Extending the modeling of the anisotropic galaxy power spectrum to k = 0.4 \ hMpc-1

Abstract

We present a new model for the redshift-space power spectrum of galaxies and demonstrate its accuracy in modeling the monopole, quadrupole, and hexadecapole of the galaxy density field down to scales of k = 0.4 \ hMpc-1. The model describes the clustering of galaxies in the context of a halo model and the clustering of the underlying halos in redshift space using a combination of Eulerian perturbation theory and N-body simulations. The modeling of redshift-space distortions is done using the so-called distribution function approach.

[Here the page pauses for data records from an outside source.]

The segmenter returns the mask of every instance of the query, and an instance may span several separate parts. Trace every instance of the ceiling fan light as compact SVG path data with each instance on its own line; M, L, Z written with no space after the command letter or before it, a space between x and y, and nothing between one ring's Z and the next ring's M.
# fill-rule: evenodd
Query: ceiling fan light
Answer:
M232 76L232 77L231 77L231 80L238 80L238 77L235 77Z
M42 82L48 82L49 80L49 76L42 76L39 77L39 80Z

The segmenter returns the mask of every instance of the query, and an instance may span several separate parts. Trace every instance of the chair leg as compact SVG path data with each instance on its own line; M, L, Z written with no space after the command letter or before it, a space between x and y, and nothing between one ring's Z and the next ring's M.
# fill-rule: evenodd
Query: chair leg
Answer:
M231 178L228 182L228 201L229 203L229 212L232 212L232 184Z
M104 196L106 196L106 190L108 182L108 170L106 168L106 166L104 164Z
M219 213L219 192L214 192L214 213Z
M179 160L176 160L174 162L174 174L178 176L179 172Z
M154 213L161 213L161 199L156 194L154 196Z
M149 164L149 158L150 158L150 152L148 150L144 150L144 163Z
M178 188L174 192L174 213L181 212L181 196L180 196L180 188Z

The final model has 13 free parameters, and each parameter is physically motivated rather than a nuisance parameter, which allows the use of well-motivated priors. We account for the Finger-of-God effect from centrals and both isolated and non-isolated satellites rather than using a single velocity dispersion to describe the combined effect. We test and validate the accuracy of the model on several sets of high-fidelity N-body simulations, as well as realistic mock catalogs designed to simulate the BOSS DR12 CMASS data set. The suite of simulations covers a range of cosmologies and galaxy bias models, providing a rigorous test of the level of theoretical systematics present in the model. The level of bias in the recovered values of f σ8 is found to be small. When including scales to k = 0.4 \ hMpc-1, we find 15-30\% gains in the statistical precision of f σ8 relative to k = 0.2 \ hMpc-1 and a roughly 10-15\% improvement for the perpendicular Alcock-Paczynski parameter α. Using the BOSS DR12 CMASS mocks as a benchmark for comparison, we estimate an uncertainty on f σ8 that is 10-20\% larger than other similar Fourier-space RSD models in the literature that use k ≤ 0.2 \ hMpc-1, suggesting that these models likely have a too-limited parametrization.